I Share my health conditions in this blog to get some reassurance . At Mar 2015 , I experienced some burning and localized type chest pain in left chest area .After taking several investigation like Ecocaridography and Nuclear stress test it was confirm that it was not from Heart .Doctor told me to GERD ,musculoskeletal or something like that .Also perform upper gastro endoscopy in May which came back normal. But in Jun 2016 I found my left Supra Clavicle region slightly higher than right .After that one doctor recommend me to perform MRI. Findings of MRI Shows no Lymph node .Only 3 mm thickness in transverse process muscle body in Brachial Plexus region Higher than Right area.
After that because of chest pain I take another opinion who recommend me to perform CT and after performing that with 5mm thickness pre and post contrast findings are multinodular densities shows in both lung field at October 13,2016.One Subcentrimetric Sizable nodule in left lower lobe at Lateral Basal Segment .
In November 2016 I have some cough with blood sputum in morning . So Perform Skin tuberculin test which come back +8 mm and Two Consecutive acid first Bacillii (AFB ) Test show negative result .Then perform another IV contrast CT with 2.5 mm MPR Images Result Shows :
(21 st November 2016 CT Date ) : CT-1 (Findings )
Right Lung :
-small round 3.6 mm nodule seen in the peripheral part ,anterior segment of the right upper lobe with smooth well defined margin with surrounding lung parenchyma.
-4 small irregular shaped nodules ranging from 3-4 mm seen in posterior basal segment ,located adjacent to each other surrounding lung parenchyma .
Left Lung :
-solitary, round 9.4mm sub pleural nodule is seen at the lateral basal segment of the left lower lobe ,well defined margin surrounding lung parenchyma.
(12th February 2017 CT Date ) : CT-2 (Findings )
No appreciable interval changes as compared to the previous study, the previously seen nodules shows no change in size nor in number or location.
After another six month follow up I take appointment in another ct. In the mean time I experience several symptoms like Bad headache, serious Back pain , some swelling in LUQ area but Performing ultrasound ,no organomegaly or abnormal pathology seen.
(24th July 2017 CT Date ) : CT-3 (Findings )
Scan through the chest shows a well defined nodule in the anterior segment of the right upper lobe.No intralesional calcification or cavitation noted.It measures about 6mm.Another pleural based nodule noted in the left lower lobe along the postero lateral chest wall.It contain foci of calcification and measures about 9mm in size.

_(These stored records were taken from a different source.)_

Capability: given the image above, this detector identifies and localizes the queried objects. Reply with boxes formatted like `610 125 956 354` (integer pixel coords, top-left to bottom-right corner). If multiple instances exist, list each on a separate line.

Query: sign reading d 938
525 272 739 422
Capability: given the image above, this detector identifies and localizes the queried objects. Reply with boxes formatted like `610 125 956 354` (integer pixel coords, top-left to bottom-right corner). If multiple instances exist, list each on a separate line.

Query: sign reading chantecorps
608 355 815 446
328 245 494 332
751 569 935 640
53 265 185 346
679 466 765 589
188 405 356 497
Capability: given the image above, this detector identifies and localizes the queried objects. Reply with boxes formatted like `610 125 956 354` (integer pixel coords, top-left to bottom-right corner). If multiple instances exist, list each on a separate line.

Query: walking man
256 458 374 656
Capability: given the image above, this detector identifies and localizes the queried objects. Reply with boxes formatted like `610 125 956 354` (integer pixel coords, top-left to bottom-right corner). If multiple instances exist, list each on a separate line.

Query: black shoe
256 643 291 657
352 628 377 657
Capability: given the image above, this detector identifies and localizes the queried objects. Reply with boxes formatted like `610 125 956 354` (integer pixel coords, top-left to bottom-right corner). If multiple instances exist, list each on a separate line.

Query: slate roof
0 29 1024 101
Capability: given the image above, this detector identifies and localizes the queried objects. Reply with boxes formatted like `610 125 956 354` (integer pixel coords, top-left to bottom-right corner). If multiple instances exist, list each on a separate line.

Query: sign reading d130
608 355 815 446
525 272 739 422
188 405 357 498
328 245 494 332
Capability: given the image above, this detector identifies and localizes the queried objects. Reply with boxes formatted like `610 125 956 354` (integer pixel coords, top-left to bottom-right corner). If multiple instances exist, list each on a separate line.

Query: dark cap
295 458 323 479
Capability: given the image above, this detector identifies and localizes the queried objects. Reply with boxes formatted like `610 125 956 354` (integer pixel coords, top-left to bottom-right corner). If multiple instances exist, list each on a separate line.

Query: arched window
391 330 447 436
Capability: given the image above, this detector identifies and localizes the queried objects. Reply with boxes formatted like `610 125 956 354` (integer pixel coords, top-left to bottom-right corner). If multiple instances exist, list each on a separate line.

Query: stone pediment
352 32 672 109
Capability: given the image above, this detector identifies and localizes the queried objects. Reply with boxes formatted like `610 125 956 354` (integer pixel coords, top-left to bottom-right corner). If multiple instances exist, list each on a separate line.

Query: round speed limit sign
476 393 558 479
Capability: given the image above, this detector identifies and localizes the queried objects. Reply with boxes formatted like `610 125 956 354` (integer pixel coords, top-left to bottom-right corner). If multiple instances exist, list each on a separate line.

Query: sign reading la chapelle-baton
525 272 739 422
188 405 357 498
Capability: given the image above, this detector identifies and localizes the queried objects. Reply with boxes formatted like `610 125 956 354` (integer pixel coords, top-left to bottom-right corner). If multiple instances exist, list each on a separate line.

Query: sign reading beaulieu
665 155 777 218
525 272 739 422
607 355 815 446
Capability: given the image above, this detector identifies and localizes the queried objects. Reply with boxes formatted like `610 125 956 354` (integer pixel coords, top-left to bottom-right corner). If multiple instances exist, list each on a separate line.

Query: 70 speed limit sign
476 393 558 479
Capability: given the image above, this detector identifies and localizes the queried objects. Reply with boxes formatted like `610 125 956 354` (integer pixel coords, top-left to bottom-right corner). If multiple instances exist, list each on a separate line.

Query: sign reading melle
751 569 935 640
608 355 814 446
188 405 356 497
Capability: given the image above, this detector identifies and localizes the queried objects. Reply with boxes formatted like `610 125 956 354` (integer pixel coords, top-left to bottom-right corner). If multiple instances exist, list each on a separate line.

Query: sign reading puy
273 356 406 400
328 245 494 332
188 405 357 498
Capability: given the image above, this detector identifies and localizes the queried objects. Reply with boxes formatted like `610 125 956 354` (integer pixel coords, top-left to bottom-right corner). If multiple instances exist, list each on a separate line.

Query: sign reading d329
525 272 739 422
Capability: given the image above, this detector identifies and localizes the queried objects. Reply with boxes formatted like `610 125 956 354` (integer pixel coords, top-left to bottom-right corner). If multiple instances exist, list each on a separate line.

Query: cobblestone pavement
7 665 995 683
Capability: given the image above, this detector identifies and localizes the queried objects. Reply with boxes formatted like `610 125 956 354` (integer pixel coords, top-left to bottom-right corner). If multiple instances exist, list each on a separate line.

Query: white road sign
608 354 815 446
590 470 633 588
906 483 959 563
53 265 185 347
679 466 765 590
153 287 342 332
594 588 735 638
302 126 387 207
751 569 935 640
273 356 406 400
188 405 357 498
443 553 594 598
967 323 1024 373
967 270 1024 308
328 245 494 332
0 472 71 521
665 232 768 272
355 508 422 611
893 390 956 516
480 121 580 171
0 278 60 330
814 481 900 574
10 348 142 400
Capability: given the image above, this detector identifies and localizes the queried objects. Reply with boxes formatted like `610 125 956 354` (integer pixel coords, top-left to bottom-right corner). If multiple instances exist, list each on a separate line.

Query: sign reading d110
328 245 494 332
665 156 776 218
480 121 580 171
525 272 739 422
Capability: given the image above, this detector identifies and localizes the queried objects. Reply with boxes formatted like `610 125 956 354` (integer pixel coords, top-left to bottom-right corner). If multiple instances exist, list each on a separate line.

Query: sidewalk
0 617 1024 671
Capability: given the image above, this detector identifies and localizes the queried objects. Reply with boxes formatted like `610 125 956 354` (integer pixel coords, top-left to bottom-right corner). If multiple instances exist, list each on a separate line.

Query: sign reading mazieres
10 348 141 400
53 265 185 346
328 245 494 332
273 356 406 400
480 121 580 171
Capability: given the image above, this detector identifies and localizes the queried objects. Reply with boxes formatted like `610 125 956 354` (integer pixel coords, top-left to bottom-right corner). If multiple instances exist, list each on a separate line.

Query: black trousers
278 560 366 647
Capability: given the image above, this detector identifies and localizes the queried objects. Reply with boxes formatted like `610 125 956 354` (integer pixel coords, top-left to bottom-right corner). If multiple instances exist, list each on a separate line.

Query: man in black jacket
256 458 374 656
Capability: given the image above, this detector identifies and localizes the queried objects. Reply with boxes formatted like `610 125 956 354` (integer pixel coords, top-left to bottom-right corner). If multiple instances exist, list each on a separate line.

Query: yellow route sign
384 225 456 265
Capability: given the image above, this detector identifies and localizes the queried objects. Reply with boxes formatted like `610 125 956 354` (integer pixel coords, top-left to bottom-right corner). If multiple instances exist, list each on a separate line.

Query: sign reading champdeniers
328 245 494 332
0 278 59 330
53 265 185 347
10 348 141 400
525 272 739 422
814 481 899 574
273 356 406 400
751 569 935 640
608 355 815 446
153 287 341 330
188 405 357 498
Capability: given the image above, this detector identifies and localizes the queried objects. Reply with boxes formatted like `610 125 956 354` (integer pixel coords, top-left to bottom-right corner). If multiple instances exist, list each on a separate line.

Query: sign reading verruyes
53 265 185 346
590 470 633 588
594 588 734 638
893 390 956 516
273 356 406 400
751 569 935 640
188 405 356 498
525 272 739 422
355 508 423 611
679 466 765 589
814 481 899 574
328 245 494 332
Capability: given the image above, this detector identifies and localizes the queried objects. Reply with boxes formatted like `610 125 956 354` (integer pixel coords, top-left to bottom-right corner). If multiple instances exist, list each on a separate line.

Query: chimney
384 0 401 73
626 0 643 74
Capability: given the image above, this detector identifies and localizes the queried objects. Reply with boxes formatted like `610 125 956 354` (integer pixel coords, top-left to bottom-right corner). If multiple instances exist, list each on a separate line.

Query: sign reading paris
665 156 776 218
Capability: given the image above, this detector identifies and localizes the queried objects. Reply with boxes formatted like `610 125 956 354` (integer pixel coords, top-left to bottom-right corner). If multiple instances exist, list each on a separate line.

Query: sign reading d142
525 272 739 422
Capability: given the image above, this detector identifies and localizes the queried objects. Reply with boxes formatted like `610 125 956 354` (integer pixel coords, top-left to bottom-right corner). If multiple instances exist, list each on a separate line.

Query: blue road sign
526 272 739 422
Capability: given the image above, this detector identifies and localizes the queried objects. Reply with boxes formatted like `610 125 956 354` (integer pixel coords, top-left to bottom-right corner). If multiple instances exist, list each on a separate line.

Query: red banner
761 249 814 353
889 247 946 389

Bilateral lung nodule,one in the right upper lobe and another one in the left lower lobe as described.Further workup advised.
In comparison with the last CT dated 12/02/17,the size of the right upper lobe nodule shows increase in size. However, the nodules noted in the right lower lobe as mentioned in the previous report are not visualized in the current study.
Blood Profile Count History :
All other parameter of total biochemistry remain normal except uric acid shows high maximum time. I also perform RF Factor which came back normal.
My lymphocyte count maximum time in near the top and some times higher than range .But RBC ,WBC ,Haemoglobulin within normal range .
Dated Differential Range Absolute Range ×1000
03-01-17 34.07% 20 %-50 % 2.4×1000 2.0-4.0
10-01-17 45.2 % 20.5 %-51.1 % 3.5×1000 1.20-3.40
22-01-17 42.7% 19.4%-44.9 % 2.56×1000 1.30-3.5
05-02-17 33.66% 20 %-50 % 2.5×1000 2.0-4.0
23-04-17 46.8 % 20 %-50 % 2.8×1000 2.0-4.0
07-05-17 44.6 % 20 %-50 % 3.23×1000 2.0-4.0
21-06-17 30.6 % 20 %-50 % 2.0 ×1000 2.0-4.0
22-07-17 52.4 % 20 %-50 % 3.43×1000 1.0-4.0 (Low Neu)
30-07-17 46.3% 20 %-50 % 3.2×1000 2.0-4.0
This is my disease history. But I am now very much concerned regarding experiencing some during pressing at toilet .some pain in right upper rib cage sternum area when bent. And also increase Size of Right upper lung nodule.
What should be the next point now this stage what should I do from my view point ???